When you start a business, you own it and have control over every decision. Then your business grows, and you need help. Often my clients bring in their husbands, wives, daughters, sons and friends to help grow their company.
It’s a great idea, you should trust your family and close friends—but are they interested in your business? Are they experts at helping in the departments you need help in? Usually they are not. Yes, we can all learn sales, marketing, accounting, human resources, etc., but is your cousin who loves video games best suited to design your website? Absolutely not.
In the last few years, I have identified one huge problem that can easily be solved by asking for help from professional consultants. Sometimes it just takes a simple reorganization or third-party perspective to put your business back on track. Start-ups continue to act like start-ups and never grow up or mature their brand because they are afraid to admit that their son or wife or friend is not the right person for the job.
As your business grows, you need to periodically evaluate your staff, software, office space, resources. Don’t let a friend or family relationship stop your business from growing in a certain area. As a business owner who has co-mingled family with business, chances are your family member/employee is also feeling inadequate in his/her position and is stuck in a rut and afraid to ask for help.
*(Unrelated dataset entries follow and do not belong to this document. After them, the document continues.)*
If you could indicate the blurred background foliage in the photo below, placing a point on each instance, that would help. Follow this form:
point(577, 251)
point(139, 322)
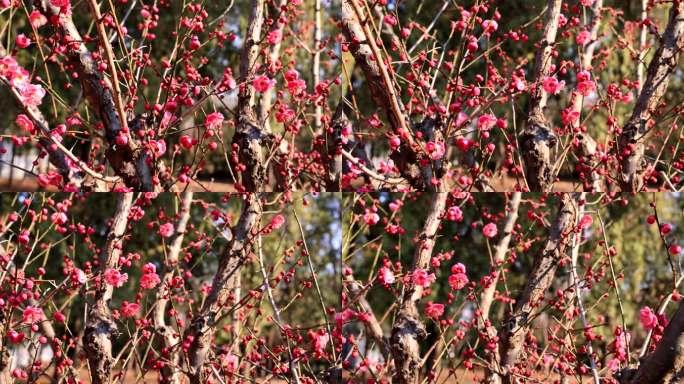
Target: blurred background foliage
point(615, 60)
point(210, 62)
point(301, 307)
point(641, 265)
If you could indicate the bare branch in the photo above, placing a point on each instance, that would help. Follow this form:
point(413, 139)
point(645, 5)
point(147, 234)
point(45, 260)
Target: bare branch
point(100, 328)
point(537, 138)
point(631, 143)
point(408, 329)
point(204, 322)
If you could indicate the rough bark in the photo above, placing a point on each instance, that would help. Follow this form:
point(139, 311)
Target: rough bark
point(204, 322)
point(169, 337)
point(250, 136)
point(316, 62)
point(487, 296)
point(517, 323)
point(666, 363)
point(408, 330)
point(57, 154)
point(383, 92)
point(100, 328)
point(333, 147)
point(273, 57)
point(373, 327)
point(538, 139)
point(632, 140)
point(127, 161)
point(588, 146)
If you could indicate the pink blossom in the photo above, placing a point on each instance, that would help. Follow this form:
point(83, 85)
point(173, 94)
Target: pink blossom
point(262, 83)
point(583, 38)
point(489, 230)
point(60, 3)
point(586, 221)
point(8, 67)
point(25, 123)
point(433, 310)
point(296, 87)
point(115, 278)
point(454, 214)
point(158, 147)
point(320, 341)
point(648, 318)
point(149, 280)
point(32, 314)
point(394, 142)
point(458, 268)
point(552, 86)
point(385, 275)
point(291, 75)
point(461, 119)
point(59, 218)
point(489, 26)
point(464, 144)
point(518, 83)
point(274, 37)
point(166, 230)
point(59, 316)
point(129, 309)
point(422, 278)
point(277, 221)
point(37, 19)
point(583, 76)
point(213, 120)
point(229, 362)
point(435, 150)
point(24, 237)
point(370, 217)
point(32, 94)
point(458, 281)
point(586, 87)
point(486, 122)
point(22, 41)
point(569, 116)
point(665, 228)
point(149, 268)
point(390, 20)
point(78, 276)
point(285, 114)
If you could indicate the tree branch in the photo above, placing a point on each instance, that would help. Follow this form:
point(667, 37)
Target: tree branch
point(538, 138)
point(204, 323)
point(631, 142)
point(100, 327)
point(408, 329)
point(169, 337)
point(517, 323)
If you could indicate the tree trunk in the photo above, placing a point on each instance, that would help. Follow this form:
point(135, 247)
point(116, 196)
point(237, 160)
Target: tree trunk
point(367, 54)
point(538, 138)
point(408, 330)
point(128, 161)
point(487, 296)
point(631, 143)
point(666, 363)
point(100, 328)
point(517, 323)
point(169, 337)
point(373, 327)
point(249, 133)
point(588, 145)
point(204, 323)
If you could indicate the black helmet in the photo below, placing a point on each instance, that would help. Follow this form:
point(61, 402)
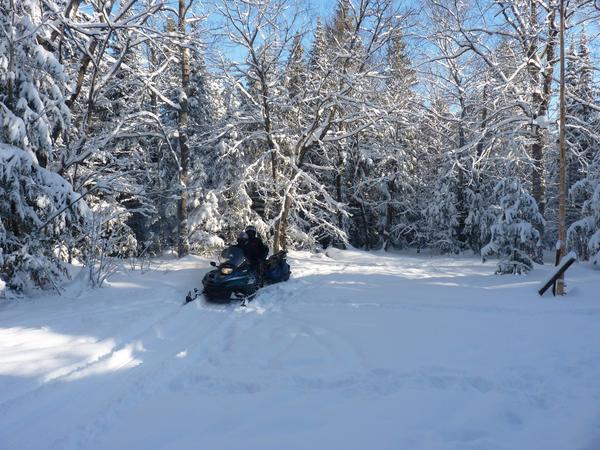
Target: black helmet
point(251, 231)
point(242, 238)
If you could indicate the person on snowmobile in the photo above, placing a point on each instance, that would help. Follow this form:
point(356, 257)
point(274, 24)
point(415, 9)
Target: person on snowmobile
point(256, 251)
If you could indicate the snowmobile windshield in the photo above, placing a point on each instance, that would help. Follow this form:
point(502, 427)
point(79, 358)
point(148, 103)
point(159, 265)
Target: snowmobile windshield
point(233, 255)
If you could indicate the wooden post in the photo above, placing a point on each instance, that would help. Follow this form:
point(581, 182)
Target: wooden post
point(183, 246)
point(562, 189)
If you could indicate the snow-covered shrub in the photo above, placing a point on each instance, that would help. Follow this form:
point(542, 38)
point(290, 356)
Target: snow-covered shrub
point(583, 236)
point(108, 240)
point(39, 213)
point(514, 237)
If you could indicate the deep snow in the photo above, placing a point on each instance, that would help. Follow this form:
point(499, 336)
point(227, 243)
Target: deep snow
point(357, 351)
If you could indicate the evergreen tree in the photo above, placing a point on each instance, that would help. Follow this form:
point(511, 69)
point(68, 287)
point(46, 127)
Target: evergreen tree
point(514, 235)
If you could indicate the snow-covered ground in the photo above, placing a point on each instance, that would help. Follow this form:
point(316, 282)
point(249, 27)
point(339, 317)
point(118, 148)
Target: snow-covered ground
point(356, 351)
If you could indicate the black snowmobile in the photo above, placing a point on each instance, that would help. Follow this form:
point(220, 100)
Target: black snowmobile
point(235, 276)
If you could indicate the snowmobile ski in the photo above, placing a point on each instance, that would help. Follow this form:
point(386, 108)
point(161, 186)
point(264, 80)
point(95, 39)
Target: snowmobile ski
point(191, 297)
Or, I have seen the other extreme where family members are taking advantage of their position and working less while asking for more pay.
What does this have to do with websites and marketing? Everything. If your business is not functioning properly with the right decision makers and expertise in place, your prospects and customers will know it. These are extreme cases but they are right here in the Airpark.
I’ve helped companies that had 10 versions of their logo, three different websites without brand continuity, disagreement in pricing, crappy packaging and overall the companies were not working as a cohesive unit. Your customer needs to trust that your business is working smoothly and that you have your act together. Otherwise, they will shop elsewhere.
Don’t just start firing your family! Take a look at your leadership skills: you might be the problem; You might need to hire a CEO to manage you. But if that’s not the case and you have a good sense of leadership and business, take control of your brand. It’s your money, isn’t it?
Evaluate your team, look at your weaknesses and strengths, try calling your phone system, check out your website on an iPad, Google it, see if you exist to the searching public. If you look at your brand through the eyes of a new prospect, you should immediately see what needs to be fixed. And, if you realize your business needs help, make sure you get it.